By all means, acquaint yourself with the management practices of Dell (in supply chain management,) Toyota (quality control,) Ryanair (working capital,) or whatever company is the present-day shining exemplar of the pertinent best practices. But beware of the risks of taking their best practices out of context and applying them to your business.
Some advantages are unlikely to be accrued by borrowing fashionable ideas from other companies. It makes sense, for example, to study how Apple’s innovations have changed the world, but the visionary in Steve Jobs can’t be replicated.
Best practices can offer deceptively simplistic solutions. Some of them aren’t implementable—even relatable. You can try replicating Google’s policy of allowing employees to spend 20% of their time on their own ideas; that initiative isn’t likely to transform a company designing gasoline engines.

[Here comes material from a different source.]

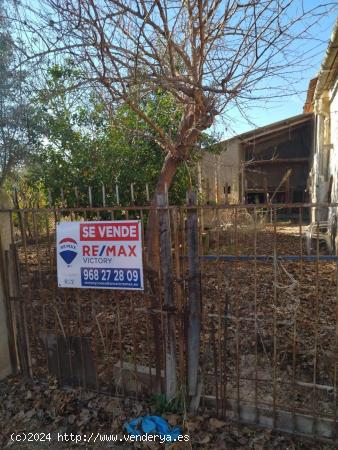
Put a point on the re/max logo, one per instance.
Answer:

Many of the basic principles of innovation are universal. But management methods succeed—or fail—in a specific context. A company’s industry, maturity, location, and leadership structures influence this context. Unless you develop a thorough understanding of all the factors that have contributed to others’ success, there’s a risk that you’re learning the wrong lessons.
Idea for Impact: You can’t truly become another company. You can only become a better version of yourself, not an inferior version of someone else. Be inspired by others’ best practices, but don’t imitate them blindly.